Let's start with the marginal tax rate. The United States employs a progressive tax system, meaning that higher levels of income are taxed at a higher rate. For example, in 2012, the IRS taxes personal income between $0 and $8,700 at 10 percent for unmarried filers. That's called the marginal tax rate, and it increases with each tax bracket. The marginal tax rate for income over $8,700, but not over $35,350 is 15 percent. But here's the tricky part; a person who earns $35,350 doesn't owe 15 percent on all $35,350. That person owes 10 percent on the first $8,700 (=$870) and 15 percent on the remaining $27,650 (=$3,997) for a total tax bill of $4,867, or 13.7 percent of all income.

Why is this important to understand? Because the marginal tax rate is often used to compare today's tax rates to those of the past. Federal income tax was first collected in 1913, when all income below $435,292 (in today's dollars) was taxed at a flat 1 percent, and the highest marginal tax rate of 7 percent was reserved for income over $11.3 million [source: Tax Foundation]. Today's highest marginal tax rate is 35 percent on income over $388,350, which seems like a dramatic increase from 1913. But when you look at the entire 99-year run since 1913, today's top marginal tax rate is incredibly low. Let's look at some numbers:

  • During WWI, the top rate hovered around 73 percent, and in 1944 and 1945, the top rate peaked at 94 percent.

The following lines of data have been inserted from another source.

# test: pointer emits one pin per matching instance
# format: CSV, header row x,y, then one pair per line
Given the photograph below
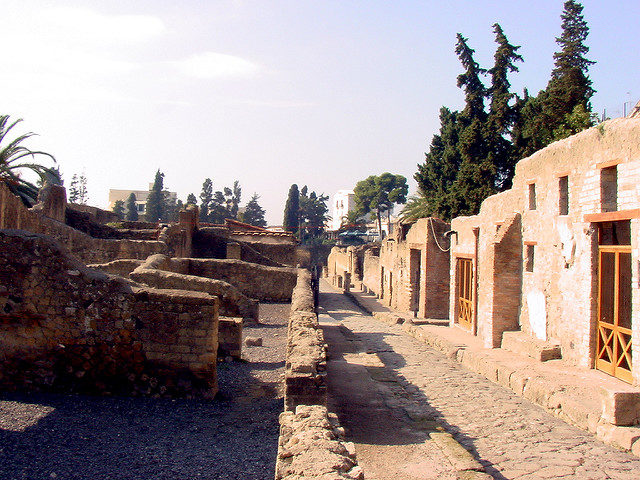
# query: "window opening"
x,y
532,196
563,190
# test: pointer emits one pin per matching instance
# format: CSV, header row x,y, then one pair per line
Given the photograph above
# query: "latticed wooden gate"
x,y
465,293
613,354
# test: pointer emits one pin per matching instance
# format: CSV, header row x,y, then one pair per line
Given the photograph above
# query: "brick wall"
x,y
13,214
558,299
64,327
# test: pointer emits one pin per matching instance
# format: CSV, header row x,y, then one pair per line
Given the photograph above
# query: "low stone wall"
x,y
13,214
65,327
306,363
311,443
312,446
266,284
160,271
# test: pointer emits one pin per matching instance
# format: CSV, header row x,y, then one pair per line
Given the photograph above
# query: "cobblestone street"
x,y
512,438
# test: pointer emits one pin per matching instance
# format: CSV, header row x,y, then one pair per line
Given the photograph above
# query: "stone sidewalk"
x,y
586,398
508,435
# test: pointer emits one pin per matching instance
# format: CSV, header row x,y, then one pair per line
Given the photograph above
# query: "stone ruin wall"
x,y
558,299
263,283
14,215
64,327
160,271
400,276
311,443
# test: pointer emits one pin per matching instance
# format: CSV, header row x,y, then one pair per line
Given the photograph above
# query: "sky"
x,y
271,92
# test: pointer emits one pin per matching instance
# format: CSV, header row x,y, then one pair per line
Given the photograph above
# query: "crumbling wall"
x,y
371,270
64,327
266,284
312,446
311,443
160,271
562,193
14,215
306,363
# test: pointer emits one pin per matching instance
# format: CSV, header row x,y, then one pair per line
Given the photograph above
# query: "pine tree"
x,y
232,200
569,89
437,174
502,113
205,199
118,209
253,213
563,108
475,178
156,202
78,189
291,219
132,208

  • From 1950 to 1963, the top rate stuck at 91 or 92 percent.
  • From 1964 through 1981, the top rate fluctuated between 75 and 69 percent.
  • Even under Ronald Reagan, a famously anti-tax president, the top rate remained 50 percent until the final two years of his presidency, when it dipped to 28 percent, the lowest top marginal rate since the 1920s.
  • The 2014 top rate is 39.6 percent, up from 2012's 35 percent, the lowest in the past 82 years, except for 1988 through 1992 [source: Tax Foundation].